In December 1917, Rizzo sank the Austro-Hungarian pre-dreadnought battleship SMS Wien while she was at anchor inside the defences of Trieste harbour.
On 10 February 1918, three MAS boats attacked Austrian shipping inside the harbour of Bakar, a port in an enclosed bay near Fiume at the head of the Kvarner Gulf. As it lay 80 km in a sheltered waterway, it was thought to be beyond attack, so the raid was intended as a psychological assault as well as a physical one. It became widely known as the Bakar mockery.
On 10 June 1918 Rizzo sank the large battleship SMS Szent István off Premuda. The sinking of the 21,700-ton ship, the greatest success of any MAS torpedo boat, is considered an important part of Italian naval history and is celebrated by the Italian Navy on 10 June every year.

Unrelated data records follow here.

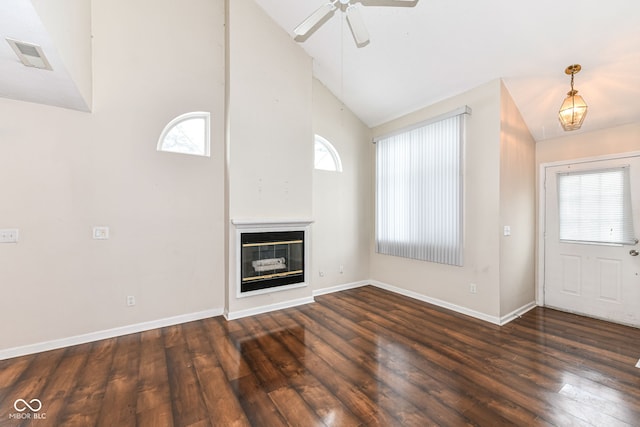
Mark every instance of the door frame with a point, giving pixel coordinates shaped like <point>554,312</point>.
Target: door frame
<point>542,194</point>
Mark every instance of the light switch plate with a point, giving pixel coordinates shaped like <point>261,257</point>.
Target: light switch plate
<point>9,235</point>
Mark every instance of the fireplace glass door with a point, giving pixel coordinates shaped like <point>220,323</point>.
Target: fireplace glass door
<point>271,259</point>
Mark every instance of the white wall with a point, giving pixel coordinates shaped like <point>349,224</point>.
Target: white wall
<point>341,200</point>
<point>620,139</point>
<point>446,283</point>
<point>517,208</point>
<point>66,171</point>
<point>68,22</point>
<point>269,134</point>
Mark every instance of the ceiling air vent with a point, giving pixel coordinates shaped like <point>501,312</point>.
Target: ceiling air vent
<point>30,54</point>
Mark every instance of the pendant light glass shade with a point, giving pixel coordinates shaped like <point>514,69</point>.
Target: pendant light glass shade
<point>573,109</point>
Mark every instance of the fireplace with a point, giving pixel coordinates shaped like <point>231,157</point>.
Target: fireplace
<point>271,259</point>
<point>271,256</point>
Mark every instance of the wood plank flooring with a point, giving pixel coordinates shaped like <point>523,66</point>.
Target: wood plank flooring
<point>358,357</point>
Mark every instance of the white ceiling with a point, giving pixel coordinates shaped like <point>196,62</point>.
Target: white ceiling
<point>421,53</point>
<point>434,49</point>
<point>19,21</point>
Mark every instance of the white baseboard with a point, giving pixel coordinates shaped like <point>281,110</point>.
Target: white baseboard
<point>517,313</point>
<point>231,315</point>
<point>459,309</point>
<point>109,333</point>
<point>339,288</point>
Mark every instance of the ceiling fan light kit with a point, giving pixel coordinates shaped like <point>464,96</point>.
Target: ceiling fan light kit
<point>573,110</point>
<point>354,18</point>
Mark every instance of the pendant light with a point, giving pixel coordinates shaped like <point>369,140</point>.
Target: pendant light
<point>573,109</point>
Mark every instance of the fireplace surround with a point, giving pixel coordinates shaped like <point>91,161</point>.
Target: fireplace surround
<point>271,256</point>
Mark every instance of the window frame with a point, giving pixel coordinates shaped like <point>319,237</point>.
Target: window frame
<point>399,222</point>
<point>337,161</point>
<point>181,119</point>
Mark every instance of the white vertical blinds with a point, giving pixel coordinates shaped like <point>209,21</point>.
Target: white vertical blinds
<point>595,206</point>
<point>419,192</point>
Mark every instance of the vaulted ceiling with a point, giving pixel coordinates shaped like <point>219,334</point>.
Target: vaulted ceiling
<point>425,51</point>
<point>419,53</point>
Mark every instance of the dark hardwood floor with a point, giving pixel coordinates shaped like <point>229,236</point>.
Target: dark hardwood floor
<point>358,357</point>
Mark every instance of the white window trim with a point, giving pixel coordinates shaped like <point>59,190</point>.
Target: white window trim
<point>184,117</point>
<point>332,151</point>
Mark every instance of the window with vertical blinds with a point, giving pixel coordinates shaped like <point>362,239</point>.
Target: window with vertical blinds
<point>595,206</point>
<point>419,191</point>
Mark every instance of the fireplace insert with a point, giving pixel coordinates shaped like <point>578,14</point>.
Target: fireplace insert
<point>271,259</point>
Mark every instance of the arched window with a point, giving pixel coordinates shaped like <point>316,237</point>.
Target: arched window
<point>187,134</point>
<point>326,156</point>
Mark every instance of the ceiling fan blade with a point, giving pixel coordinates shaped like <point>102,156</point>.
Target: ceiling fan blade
<point>313,19</point>
<point>358,29</point>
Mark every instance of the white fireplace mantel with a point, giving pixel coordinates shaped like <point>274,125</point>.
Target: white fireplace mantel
<point>270,223</point>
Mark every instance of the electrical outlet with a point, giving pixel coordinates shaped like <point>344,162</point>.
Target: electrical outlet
<point>100,233</point>
<point>9,235</point>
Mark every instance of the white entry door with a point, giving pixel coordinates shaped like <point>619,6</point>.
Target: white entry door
<point>592,218</point>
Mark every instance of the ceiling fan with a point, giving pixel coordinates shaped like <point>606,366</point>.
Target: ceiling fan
<point>356,23</point>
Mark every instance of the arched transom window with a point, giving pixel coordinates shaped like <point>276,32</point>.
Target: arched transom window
<point>326,156</point>
<point>187,134</point>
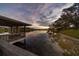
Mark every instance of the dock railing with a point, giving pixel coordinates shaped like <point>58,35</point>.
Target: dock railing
<point>7,49</point>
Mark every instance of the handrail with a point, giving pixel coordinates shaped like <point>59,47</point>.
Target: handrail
<point>11,50</point>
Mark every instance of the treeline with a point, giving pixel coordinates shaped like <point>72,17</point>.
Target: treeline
<point>69,18</point>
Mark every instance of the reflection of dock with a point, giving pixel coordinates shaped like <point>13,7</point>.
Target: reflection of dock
<point>16,33</point>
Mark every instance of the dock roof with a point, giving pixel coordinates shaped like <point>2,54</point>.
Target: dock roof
<point>5,21</point>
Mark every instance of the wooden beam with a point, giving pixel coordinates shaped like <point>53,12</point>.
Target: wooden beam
<point>7,49</point>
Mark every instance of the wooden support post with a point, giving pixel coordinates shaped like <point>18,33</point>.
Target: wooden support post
<point>24,30</point>
<point>11,30</point>
<point>25,36</point>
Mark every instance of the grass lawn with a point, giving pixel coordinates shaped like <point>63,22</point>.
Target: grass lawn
<point>72,32</point>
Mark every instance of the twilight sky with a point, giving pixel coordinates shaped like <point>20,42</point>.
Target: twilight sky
<point>37,14</point>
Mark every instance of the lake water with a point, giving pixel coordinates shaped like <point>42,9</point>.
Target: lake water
<point>39,43</point>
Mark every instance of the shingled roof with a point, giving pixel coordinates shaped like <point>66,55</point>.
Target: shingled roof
<point>5,21</point>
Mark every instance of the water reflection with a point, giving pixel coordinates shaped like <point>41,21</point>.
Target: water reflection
<point>38,42</point>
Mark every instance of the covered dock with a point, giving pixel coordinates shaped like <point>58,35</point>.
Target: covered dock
<point>15,34</point>
<point>16,29</point>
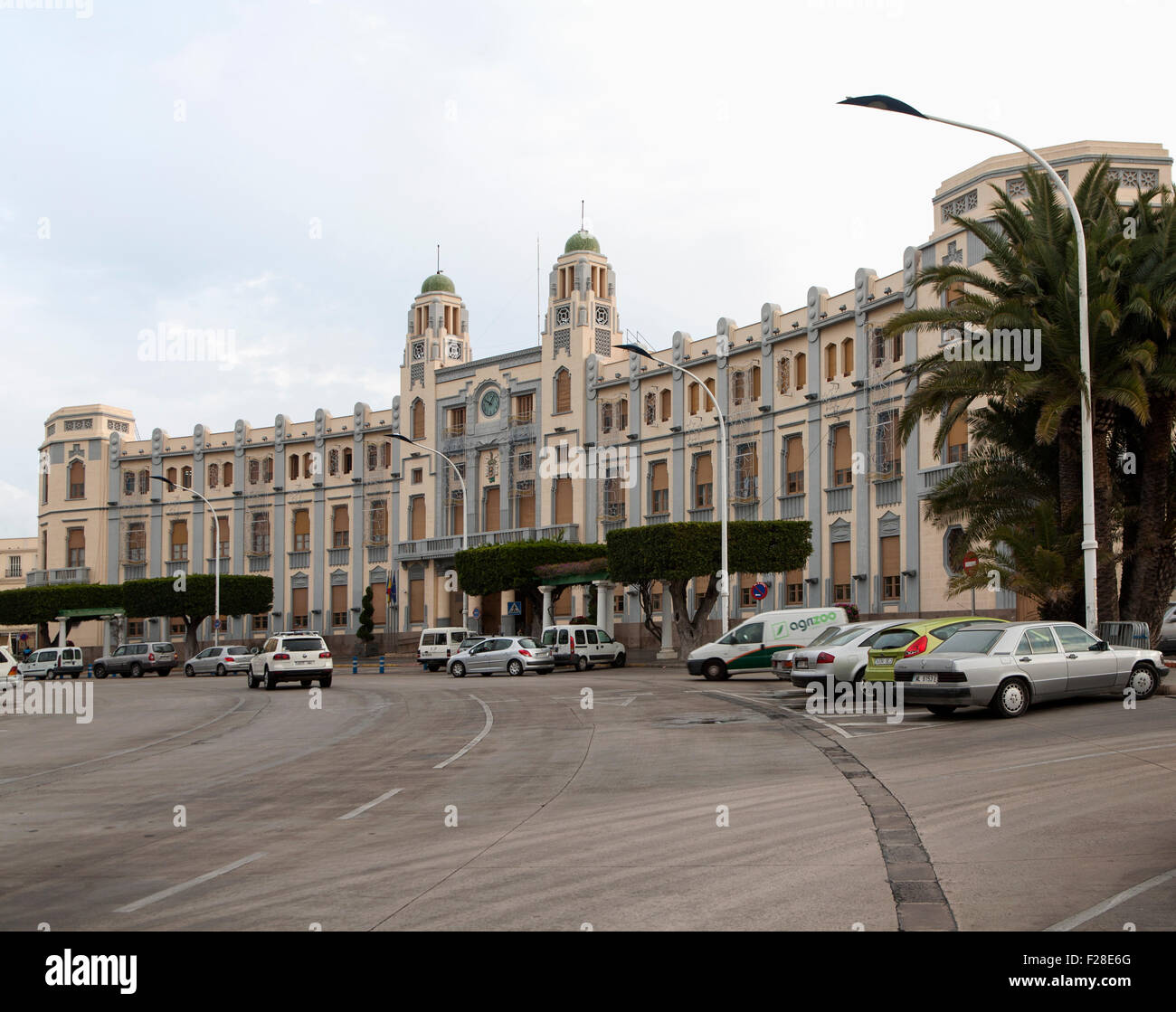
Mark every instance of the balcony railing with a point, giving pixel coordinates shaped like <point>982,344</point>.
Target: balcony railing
<point>73,573</point>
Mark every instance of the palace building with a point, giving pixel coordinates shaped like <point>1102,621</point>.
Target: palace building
<point>327,506</point>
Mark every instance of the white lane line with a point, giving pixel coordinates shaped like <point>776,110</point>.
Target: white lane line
<point>1115,901</point>
<point>1086,756</point>
<point>482,733</point>
<point>363,809</point>
<point>789,710</point>
<point>184,885</point>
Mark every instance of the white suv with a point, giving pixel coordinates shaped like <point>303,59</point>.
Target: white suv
<point>290,657</point>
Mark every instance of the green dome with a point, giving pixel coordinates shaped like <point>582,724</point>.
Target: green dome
<point>436,282</point>
<point>581,240</point>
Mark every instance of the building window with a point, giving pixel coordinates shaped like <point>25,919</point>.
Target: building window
<point>842,458</point>
<point>794,466</point>
<point>957,441</point>
<point>892,569</point>
<point>704,482</point>
<point>563,392</point>
<point>301,530</point>
<point>659,487</point>
<point>78,479</point>
<point>179,541</point>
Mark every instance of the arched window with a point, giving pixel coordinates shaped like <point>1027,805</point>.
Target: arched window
<point>563,392</point>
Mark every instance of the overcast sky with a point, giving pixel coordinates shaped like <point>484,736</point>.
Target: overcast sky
<point>165,161</point>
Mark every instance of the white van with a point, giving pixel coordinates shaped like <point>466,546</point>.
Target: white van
<point>53,662</point>
<point>438,646</point>
<point>749,646</point>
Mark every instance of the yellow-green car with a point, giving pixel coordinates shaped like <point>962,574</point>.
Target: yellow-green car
<point>910,639</point>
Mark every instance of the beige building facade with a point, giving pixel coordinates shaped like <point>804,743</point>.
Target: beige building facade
<point>568,439</point>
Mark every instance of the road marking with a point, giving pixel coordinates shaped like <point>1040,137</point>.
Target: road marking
<point>1115,901</point>
<point>1086,756</point>
<point>130,907</point>
<point>363,809</point>
<point>482,733</point>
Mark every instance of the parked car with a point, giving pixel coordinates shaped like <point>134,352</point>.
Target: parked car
<point>1010,666</point>
<point>53,662</point>
<point>438,646</point>
<point>133,659</point>
<point>219,661</point>
<point>516,655</point>
<point>752,644</point>
<point>1167,643</point>
<point>290,657</point>
<point>843,655</point>
<point>583,647</point>
<point>910,639</point>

In 1919 Rizzo took part in the seizure of the city of Fiume led by Gabriele d'Annunzio. He retired from active service in 1920 with the rank of commander.
He received the Gold Medal of Military Valor, the Silver Medal, the Cross of War, and was a knight of the Order of the Crown of Italy. France awarded Rizzo the Croix de guerre and made him a knight of the Légion d'honneur; the United Kingdom honoured him with its Distinguished Service Order; and the President of the United States awarded him the Navy Distinguished Service Medal.
Admiral Miklós Horthy, Commander-in-Chief of the Austro-Hungarian Fleet in WWI and leader of the Otranto Raid which saw the sinking of SMS Szent István, as Regent of the Kingdom of Hungary awarded Rizzo the Royal Hungarian Order of Saint Stephen.
In his later life, Rizzo worked in shipping businesses and shipyards, and volunteered during the Second Italo-Abyssinian War.
He eventually rose to the rank of Divisional Admiral and was ennobled by King Victor Emmanuel III of Italy, taking the victory title of Conte di Grado e di Premuda.
In September 1943, after he ordered the sinking of sevearal ships to prevent them from being commandeered by the Nazis, Rizzo was charged with sabotage and deported to Austria initially to the Klagenfurt military prison and later to the confinement residence in Hirschegg where he was reached by his daughter Maria Guglielmina, After the end of the war they returned to Italy. Admiral Luigi Rizzo died in Rome on June 27, 1951 after a long illness.